Recogiendo la opinión de Éric, Makram Abbes, profesor de filosofía política en el École Normale Supérieure de Lyon, continuó el debate en relación a la secularización. Tras darle la razón a su colega, comenzó su exposición pero desde un punto de vista histórico. “Lo que sucedió hace 30 años fue una relación intelectual liderada por unos pensadores que reaccionan frente a una extrema secularización que ha llevado a los extremismos”, señalaba Makram, al tiempo que añadía que en su opinión, la secularización desaparecía con el tiempo. Esta primera intervención acabó con una máxima del Espejo de los Príncipes – el poder subsiste a pesar de que haya impiedad pero no puede durar sin que haya justicia.

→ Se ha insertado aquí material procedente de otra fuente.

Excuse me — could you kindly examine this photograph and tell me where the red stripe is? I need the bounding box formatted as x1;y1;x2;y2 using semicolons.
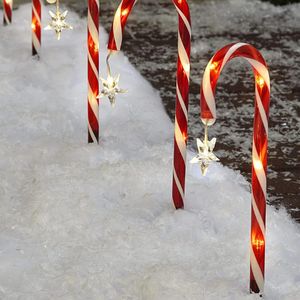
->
3;0;12;25
87;0;99;143
107;0;191;208
31;0;42;55
200;44;270;293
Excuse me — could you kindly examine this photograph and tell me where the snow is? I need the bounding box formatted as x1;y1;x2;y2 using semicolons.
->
0;5;300;300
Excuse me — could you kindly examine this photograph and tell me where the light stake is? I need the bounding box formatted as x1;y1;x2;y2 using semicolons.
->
200;43;270;294
103;0;191;209
2;0;13;25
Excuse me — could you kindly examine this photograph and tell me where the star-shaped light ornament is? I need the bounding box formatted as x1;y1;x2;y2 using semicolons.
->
98;74;127;107
45;0;73;40
190;125;219;176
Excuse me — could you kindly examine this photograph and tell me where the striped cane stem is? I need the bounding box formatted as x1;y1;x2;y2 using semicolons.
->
87;0;99;143
108;0;191;209
3;0;13;25
201;43;270;293
31;0;42;56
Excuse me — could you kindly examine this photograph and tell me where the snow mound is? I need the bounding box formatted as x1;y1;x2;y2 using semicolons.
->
0;5;300;300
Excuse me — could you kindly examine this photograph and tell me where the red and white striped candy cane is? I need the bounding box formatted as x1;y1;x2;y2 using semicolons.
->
108;0;191;209
201;43;270;293
31;0;42;55
87;0;99;143
3;0;13;25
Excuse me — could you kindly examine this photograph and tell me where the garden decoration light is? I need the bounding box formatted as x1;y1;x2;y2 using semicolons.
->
102;0;191;209
200;43;270;293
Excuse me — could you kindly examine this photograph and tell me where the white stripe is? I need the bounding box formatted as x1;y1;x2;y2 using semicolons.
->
176;82;188;122
88;85;99;121
88;51;99;80
255;85;269;137
3;10;10;24
173;168;184;201
175;117;186;162
245;57;270;91
250;245;264;293
220;43;247;73
88;11;99;48
252;195;266;239
32;2;41;24
252;140;267;199
202;59;217;121
88;123;98;143
32;32;41;53
178;31;190;81
175;5;192;36
113;1;123;50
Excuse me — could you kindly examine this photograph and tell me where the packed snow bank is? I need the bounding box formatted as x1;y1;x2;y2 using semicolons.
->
0;5;300;300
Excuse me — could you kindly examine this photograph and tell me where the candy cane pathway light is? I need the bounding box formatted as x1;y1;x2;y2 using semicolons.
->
87;0;99;143
2;0;13;25
200;43;270;293
31;0;42;56
100;0;191;209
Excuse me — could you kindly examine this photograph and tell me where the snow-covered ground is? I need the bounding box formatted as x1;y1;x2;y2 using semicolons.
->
0;5;300;300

Sin haber finalizado Makram, Nabil Mouline, profesor e investigador del Institut d’Études Politiques de París, intervino para dar su punto de vista sobre el tema. En esta ocasión el ponente refutó casi en su totalidad la opinión de su antecesor. Así pues, afirmó que durante la Edad Media no había distinción alguna entre la política y religión, perteneciendo el estado de la soberanía a Dios; en palabras del ponente: “no se podía tener éxito en la tierra sin tener éxito en el cielo”. De esta manera, Dios tenía la necesidad de encomendar a alguien en la tierra para que su mensaje no cayera en el olvido. Fue durante el imperio otomano cuando esto cambió y se planteó de manera accidental la separación entre la religión y la política. A partir de entonces surgieron dos corrientes: los modernistas por un lado y por otro, aquellos que creen que el islam debía triunfar por encima de la modernidad. Ante esto, Nabil Mouline cree que no hay que modernizar el islam, sino más bien hay que islamizar a la modernidad.

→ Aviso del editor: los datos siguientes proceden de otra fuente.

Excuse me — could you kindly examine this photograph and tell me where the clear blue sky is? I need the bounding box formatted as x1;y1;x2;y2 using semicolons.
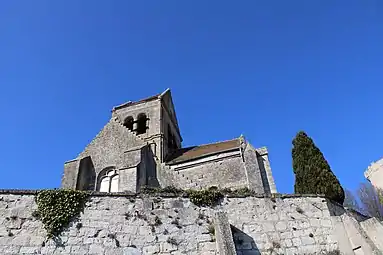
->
0;0;383;192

A Makram Abbes ganas no le faltaron para interrumpir al ponente previo.  Fue así como en un tono  discrepante quitó razón a Núbil Mouline, pues para él el islam no se constituyó como iglesia o religión, sino que se abrió en muchos sentidos, permitiendo de esta manera la entrada de lo político. Makram concluyó su intervención diciendo: “sin duda, no existe una teorización del poder divino en el islam”.

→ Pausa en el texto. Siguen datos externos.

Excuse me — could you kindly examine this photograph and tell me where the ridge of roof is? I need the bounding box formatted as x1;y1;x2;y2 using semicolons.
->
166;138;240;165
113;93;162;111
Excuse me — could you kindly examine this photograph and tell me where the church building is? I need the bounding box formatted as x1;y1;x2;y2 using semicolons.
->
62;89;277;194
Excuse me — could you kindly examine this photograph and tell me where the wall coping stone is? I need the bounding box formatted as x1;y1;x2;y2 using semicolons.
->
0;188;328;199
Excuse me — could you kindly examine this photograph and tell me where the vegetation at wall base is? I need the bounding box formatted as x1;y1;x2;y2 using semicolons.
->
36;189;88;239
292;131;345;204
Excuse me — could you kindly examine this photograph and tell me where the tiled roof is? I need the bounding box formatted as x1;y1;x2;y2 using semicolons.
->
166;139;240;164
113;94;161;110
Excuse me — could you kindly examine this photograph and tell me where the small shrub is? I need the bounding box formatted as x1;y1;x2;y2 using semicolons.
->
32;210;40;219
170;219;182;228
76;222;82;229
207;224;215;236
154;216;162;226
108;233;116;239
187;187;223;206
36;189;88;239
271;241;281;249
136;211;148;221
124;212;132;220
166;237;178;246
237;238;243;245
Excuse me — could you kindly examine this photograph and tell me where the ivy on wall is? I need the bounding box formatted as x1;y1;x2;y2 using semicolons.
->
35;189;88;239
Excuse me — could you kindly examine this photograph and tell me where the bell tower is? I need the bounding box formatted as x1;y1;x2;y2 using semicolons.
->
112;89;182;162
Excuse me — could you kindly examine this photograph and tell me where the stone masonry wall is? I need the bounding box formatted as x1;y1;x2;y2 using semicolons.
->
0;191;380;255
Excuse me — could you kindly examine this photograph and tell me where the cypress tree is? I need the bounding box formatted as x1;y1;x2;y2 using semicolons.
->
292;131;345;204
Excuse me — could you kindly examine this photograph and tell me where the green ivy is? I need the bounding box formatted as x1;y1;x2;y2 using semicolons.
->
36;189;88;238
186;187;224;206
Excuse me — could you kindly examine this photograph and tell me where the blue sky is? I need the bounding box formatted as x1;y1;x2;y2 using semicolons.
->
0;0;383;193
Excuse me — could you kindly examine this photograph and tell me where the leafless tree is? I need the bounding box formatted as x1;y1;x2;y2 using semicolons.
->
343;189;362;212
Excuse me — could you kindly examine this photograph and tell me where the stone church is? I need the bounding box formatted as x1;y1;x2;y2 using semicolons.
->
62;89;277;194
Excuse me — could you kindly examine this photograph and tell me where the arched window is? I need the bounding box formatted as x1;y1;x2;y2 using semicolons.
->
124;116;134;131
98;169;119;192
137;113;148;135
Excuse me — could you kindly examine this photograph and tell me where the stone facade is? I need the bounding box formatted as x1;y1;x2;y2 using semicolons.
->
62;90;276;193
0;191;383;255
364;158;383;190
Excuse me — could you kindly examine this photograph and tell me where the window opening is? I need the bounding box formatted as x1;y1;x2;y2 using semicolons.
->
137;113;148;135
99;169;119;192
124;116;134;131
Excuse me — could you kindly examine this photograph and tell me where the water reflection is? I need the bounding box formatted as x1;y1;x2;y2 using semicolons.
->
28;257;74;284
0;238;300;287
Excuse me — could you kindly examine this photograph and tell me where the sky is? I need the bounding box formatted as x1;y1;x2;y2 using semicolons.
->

Tras haber finalizado el controvertido debate, los espectadores tuvieron la oportunidad de realizar una ronda de preguntas, en este caso la mayoría optó por preguntas históricas. Tiempo después Pedro Villena tomó de nuevo la palabra para agradecer e invitar tanto al público como a los diferentes ponentes a disfrutar de una copa en una de las tantas salas que posee la hermosa Casa Árabe. Ante esto hay que decir que a pesar de las discrepancias entre los ponentes, ninguno de ellos, al igual que el público, dudaron en asistir.